So I’ve noticed all the work you’ve been putting into the social stuff in the game and I came up with a neat idea. What if players formed guilds if they spoke alot and you could tie this into the banning system. So if a player starts cheating and normally it would be a cut and dry decision to ban him however in this instance he’s in a huge guild. You could have it that when a guild member is banned it causes all the other guild members to become annoyed. Just an idea, don’t know if it’s something you think could work or even if it’s something you’re already working on
This is actually already part of the plan, although I’ve not implemented guilds yet!

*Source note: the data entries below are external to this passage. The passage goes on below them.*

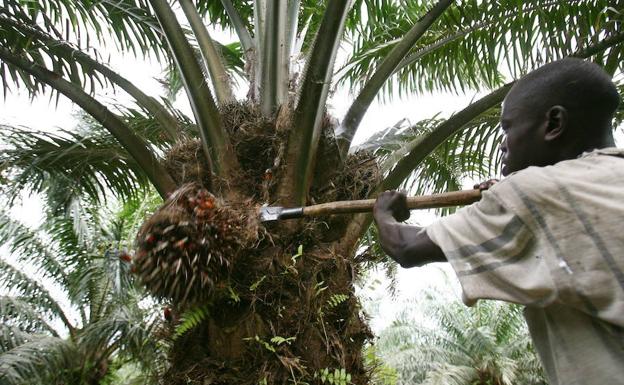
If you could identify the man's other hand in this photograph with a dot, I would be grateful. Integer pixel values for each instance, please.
(392, 203)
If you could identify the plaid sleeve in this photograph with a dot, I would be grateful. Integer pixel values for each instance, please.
(494, 254)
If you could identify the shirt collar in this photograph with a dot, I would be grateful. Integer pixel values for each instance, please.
(604, 151)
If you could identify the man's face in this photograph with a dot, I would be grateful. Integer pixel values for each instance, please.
(522, 144)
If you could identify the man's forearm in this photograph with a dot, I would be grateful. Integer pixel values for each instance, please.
(408, 245)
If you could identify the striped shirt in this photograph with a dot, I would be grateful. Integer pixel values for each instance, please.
(552, 239)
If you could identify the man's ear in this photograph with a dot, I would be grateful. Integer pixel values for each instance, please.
(557, 122)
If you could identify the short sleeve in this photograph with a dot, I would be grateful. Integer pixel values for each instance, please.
(494, 254)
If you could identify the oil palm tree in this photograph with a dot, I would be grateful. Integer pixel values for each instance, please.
(278, 303)
(69, 311)
(486, 344)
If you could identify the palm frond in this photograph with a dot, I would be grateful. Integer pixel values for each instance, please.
(30, 290)
(11, 336)
(39, 360)
(86, 163)
(474, 42)
(27, 246)
(23, 315)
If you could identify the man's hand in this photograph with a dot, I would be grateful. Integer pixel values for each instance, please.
(391, 203)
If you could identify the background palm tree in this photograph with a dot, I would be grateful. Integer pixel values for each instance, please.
(278, 299)
(72, 315)
(486, 344)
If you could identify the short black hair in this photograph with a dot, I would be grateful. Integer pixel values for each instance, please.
(582, 87)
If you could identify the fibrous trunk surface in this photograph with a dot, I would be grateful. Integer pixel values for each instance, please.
(247, 302)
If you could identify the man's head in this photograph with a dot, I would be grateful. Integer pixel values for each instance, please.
(555, 113)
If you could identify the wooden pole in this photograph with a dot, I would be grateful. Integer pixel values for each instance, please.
(450, 199)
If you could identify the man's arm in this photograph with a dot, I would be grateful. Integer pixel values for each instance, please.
(408, 245)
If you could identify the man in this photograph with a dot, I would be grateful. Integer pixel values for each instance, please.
(551, 235)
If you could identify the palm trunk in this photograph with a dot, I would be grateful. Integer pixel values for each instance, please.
(218, 75)
(215, 141)
(310, 109)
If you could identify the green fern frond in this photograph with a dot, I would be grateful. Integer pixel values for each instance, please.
(189, 320)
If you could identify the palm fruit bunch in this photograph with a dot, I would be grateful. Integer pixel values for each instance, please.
(188, 246)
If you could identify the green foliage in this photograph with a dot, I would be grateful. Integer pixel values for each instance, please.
(445, 342)
(477, 43)
(381, 373)
(335, 377)
(189, 320)
(100, 317)
(336, 299)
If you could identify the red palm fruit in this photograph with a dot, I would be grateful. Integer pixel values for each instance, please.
(180, 244)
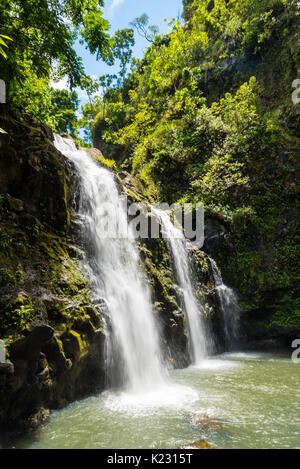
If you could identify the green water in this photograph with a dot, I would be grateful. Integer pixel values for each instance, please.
(253, 398)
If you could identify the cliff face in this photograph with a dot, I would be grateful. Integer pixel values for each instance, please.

One of the more advanced “social” technologies you can unlock as your MMORPG develops will be a ‘guild’ system, where players can form persistent groups of friends. A huge benefit to adding guilds to your game is that anybody who is in a guild is much less likely to unsubscribe, since they’ve made friends in your game. What you describe is precisely the downside of having guilds; if you ban someone who is in a guild, everyone else in the guild will get annoyed with you. (Especially if it’s a small guild, or if the banned person was the guild leader)

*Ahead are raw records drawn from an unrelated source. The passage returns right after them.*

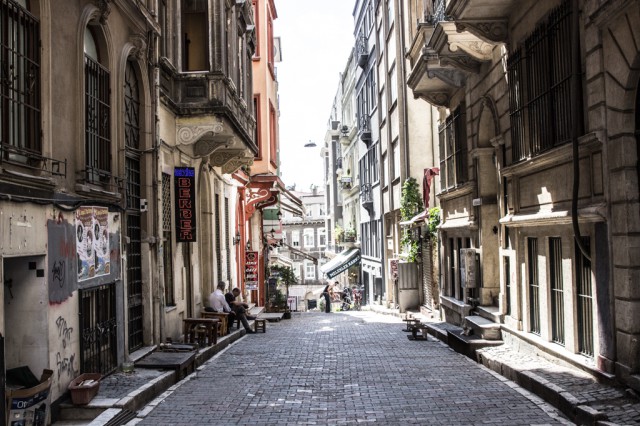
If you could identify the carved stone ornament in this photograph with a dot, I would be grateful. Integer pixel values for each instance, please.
(437, 98)
(236, 163)
(464, 63)
(188, 135)
(205, 146)
(139, 46)
(489, 31)
(105, 10)
(219, 159)
(452, 77)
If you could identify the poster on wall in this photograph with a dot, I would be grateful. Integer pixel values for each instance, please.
(92, 242)
(251, 270)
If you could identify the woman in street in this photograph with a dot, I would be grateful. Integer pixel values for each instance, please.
(328, 294)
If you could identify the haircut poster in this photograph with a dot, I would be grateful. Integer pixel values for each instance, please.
(92, 242)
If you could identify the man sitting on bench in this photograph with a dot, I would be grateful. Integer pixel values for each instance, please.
(218, 303)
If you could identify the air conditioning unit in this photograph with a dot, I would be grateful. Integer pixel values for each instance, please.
(468, 268)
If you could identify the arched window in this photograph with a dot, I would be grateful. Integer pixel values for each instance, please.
(20, 119)
(133, 196)
(97, 114)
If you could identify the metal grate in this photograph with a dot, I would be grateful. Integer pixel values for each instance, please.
(20, 116)
(534, 287)
(98, 344)
(133, 194)
(97, 122)
(539, 87)
(557, 290)
(585, 300)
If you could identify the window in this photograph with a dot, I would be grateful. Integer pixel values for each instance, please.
(273, 134)
(195, 40)
(256, 19)
(539, 90)
(167, 251)
(556, 287)
(534, 286)
(97, 116)
(309, 240)
(393, 87)
(20, 120)
(453, 150)
(309, 270)
(585, 299)
(322, 237)
(395, 172)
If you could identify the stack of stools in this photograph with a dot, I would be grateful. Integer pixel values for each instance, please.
(260, 325)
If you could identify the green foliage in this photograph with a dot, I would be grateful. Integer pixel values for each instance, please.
(410, 205)
(286, 274)
(411, 199)
(433, 222)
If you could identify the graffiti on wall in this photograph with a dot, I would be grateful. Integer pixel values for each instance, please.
(62, 255)
(65, 362)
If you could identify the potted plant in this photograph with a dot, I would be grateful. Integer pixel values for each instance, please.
(410, 205)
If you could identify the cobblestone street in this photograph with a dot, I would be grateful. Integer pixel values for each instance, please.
(344, 368)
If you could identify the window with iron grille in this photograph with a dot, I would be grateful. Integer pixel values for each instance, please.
(534, 286)
(167, 250)
(557, 291)
(453, 150)
(218, 236)
(20, 116)
(133, 218)
(97, 116)
(585, 300)
(539, 74)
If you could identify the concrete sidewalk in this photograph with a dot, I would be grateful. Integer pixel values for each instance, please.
(576, 393)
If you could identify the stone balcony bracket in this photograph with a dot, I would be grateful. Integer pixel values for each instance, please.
(466, 42)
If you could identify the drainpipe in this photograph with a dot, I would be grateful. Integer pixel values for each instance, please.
(577, 122)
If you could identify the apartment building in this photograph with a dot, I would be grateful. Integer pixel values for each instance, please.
(537, 103)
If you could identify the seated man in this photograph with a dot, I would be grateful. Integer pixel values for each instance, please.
(218, 303)
(236, 305)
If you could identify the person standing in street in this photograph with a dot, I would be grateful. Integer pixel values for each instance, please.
(328, 294)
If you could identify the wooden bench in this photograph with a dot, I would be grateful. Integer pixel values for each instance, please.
(260, 325)
(192, 328)
(222, 317)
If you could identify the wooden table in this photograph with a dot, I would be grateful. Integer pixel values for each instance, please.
(223, 317)
(191, 326)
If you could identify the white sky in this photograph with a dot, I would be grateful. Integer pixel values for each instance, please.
(316, 39)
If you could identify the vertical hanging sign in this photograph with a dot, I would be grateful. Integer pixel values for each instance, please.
(185, 178)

In the game right now, when you discover cheaters you really only have one option to deal with them; ban them. But because cheats can spread from player to player during conversation, if you ignore cheating for a long while you can eventually discover that nearly all of your subscribers are cheating; the cheat has slowly spread through your player population until almost everybody is cheating, since there’s been no punishment. You really don’t want to ban everybody (since that’d cause massive negative publicity and would make everybody quite mad), but you also don’t want to let everyone continue to cheat.
I have exactly this situation in one of my test games right now, in fact; several thousand subscribers, and the vast majority of them are using a speed hack… I don’t really want to ban all those users so… I’ve basically been ignoring the problem, because I have no other tools in the game to stop them.
So I’ve been thinking about designing a way that a player could “fix exploits” for money, which would reset everybody to not-cheating status again; effectively, all the old cheats would have been patched over so that they wouldn’t work any more. It’d have to be expensive to do this. Maybe it could only happen at certain times, such as during a version update. And of course, it might annoy some of the previously-cheating players. But at least it’d be a way to get out of the “everybody is cheating” situation without having to manually ban literally everyone in your game or entirely start over, or anything like that.
Or maybe if you ban a cheater, it shouldn’t just ban them, it should also scare some other cheaters out of cheating. I don’t know whether that happens in the real world, but it sounds vaguely plausible.
You could also have it so that players could gain a cheater or none cheater flag based on their satisfaction with the games and other factors. People with a none cheater flag will never use cheats and cheaters could possibly stop using them if major problems they have are fixed. Of course some users will just cheat no matter what but it could allow you more control over cheating apart from just banning
Oh boy I’m a couple weeks late to this party. @j0hn21792, you’re definitely on to something in flagging certain “happy” players as non-cheaters, even if another player attempts to pressure them. Happy players have no reason to cheat, they wouldn’t want to risk the ban.
However, if you’ve spent hours playing a game legitimately just to find out someone has reaped those same benefits in a few minutes, it would be irritating. So maybe this results in less happiness for that user. Also, if that same player is continuously approached by cheaters, they’d realise that there’s clearly a lack of anti-cheat measures, and may succumb to the pressure, after all. This is why there should be some anti cheating deterrents.
As mentioned by @trevor, one option could be the player fixing exploits at a cost. Whether it be during a maintenance (If maintenance is implemented), during a version update, once per [in game] day, or at will.
Another possible solution could be to contact cheat tool distributors and pay them off. It’d need to cost a pretty penny, of course.
Fixing the exploits would work as a short term ‘Band-Aid’ solution but while the hackers behind the cheats are still active, they’ll always be looking for a way around.
Anyway that’s just something to think about. I do agree that banning a cheater should scare others out of cheating. Definitely happens in the real world!
As a gameplay mechanism I guess it comes down to how big of a feature cheating will be in the game. Is it something the player will need to constantly keep an eye on and micromanage? Or maybe it’s a minor issue that the player can forget about for a while, wait for it to get to burning point, fix, and forget about it again.
If it needs to be managed constantly, the player could issue warnings to a cheater, resulting in a high% chance they stop cheating, but still a small chance they continue (in which they’d be banned). I’m just brainstorming here.
I hadn’t even considered issuing warnings! That’s totally something the player should be able to do, to manage misbehaving players.
I don’t want the game to be fundamentally about managing cheaters. It’s something that the player should perhaps think about once in a while, and occasionally might ‘explode’ into a major crisis (much like the ‘Disasters’ in the original SimCity), but it shouldn’t be in the top five list of things that the player is thinking about moment-to-moment, while playing.